Current presidents are often caught between the competing calls, on the one hand, of their boards and of government for change and, on the other hand, of faculty to maintain the status quo and their academic prerogatives. The support of all is needed to govern, but presidents are incapable of wholly satisfying everyone. As a consequence, today's university presidents are not thought of as potential leaders for the country, but rather as apologists or appeasers for an intransigent, increasingly costly, and dated system of higher education.
A parallel development further undermines their stature. Knowledge organizations—traditional (schools and colleges) and nontraditional (media, hardware, and software companies, among others)—are converging; all are entering the education marketplace. Nontraditional organizations, not universities, are perceived to be at the forefront of advancing knowledge. Their entrepreneurial leaders have been embraced by the political parties. For instance, the California Republican Party nominated the current and former chief executives of Hewlett-Packard, Carly Fiorina and Meg Whitman, as U.S. Senate and gubernatorial candidates, respectively, in 2010. New York City elected as mayor Michael Bloomberg of the Bloomberg media empire in 2002, and voters in Washington chose Maria Cantwell, a former executive at RealNetworks as one of their U.S. senators in 2000.
These individuals have also emerged as thought leaders in education. The news media are more likely to turn to Bill Gates for commentary and policy guidance in education than to the president of a university.
This is the lot of our social institutions in times of profound change. Either they adapt or they are replaced. Universities like MIT and Stanford are leading the charge in higher education to the global dissemination of digital content and the rise of MOOC's (massive open online courses), free online courses with unlimited capacity for enrollment.
Even so, the pace and scale of change has been slow, inspiring a new generation of postsecondary institutions to fill the gaps left by traditional universities. In the public sector there is Western Governors University, with its online competency or outcome-based program, an institution created by 19 Western governors disenchanted with traditional higher education. There is a certain irony here in that not only are college presidents not being chosen to run for public office, but elected officials are choosing to develop a new model of higher education.

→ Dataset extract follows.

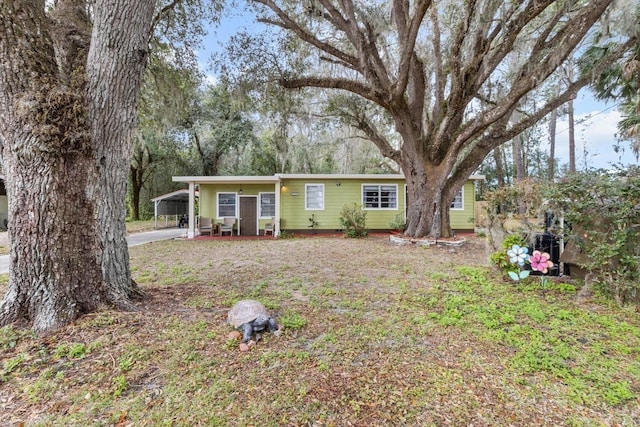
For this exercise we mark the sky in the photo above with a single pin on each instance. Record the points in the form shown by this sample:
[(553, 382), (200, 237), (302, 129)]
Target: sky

The for-profit sector, which tends to view higher education as high in cost, low in productivity, poor in technology use, and weak in leadership, has launched a cornucopia of new initiatives such as Coursera, which has teamed up with 33 universities to offer free online courses; StraighterLine, which offers tutoring and online modules providing transferable college credits to some institutions; and Udacity, which is aggregating MOOC's into a for-profit online, low-cost university. Both Andrew Ng and Sebastian Thrun, co-founders of Coursera and Udacity, respectively, came from the Stanford faculty. Thrun said he gave up tenure at Stanford because he believed traditional higher education was unable to meet the need for low-cost, universal access to higher education.
If there is a message to current universities and their presidents, it is that the public and the opinion leaders alike view them as more of a problem than a solution. That's a warning, not their destiny.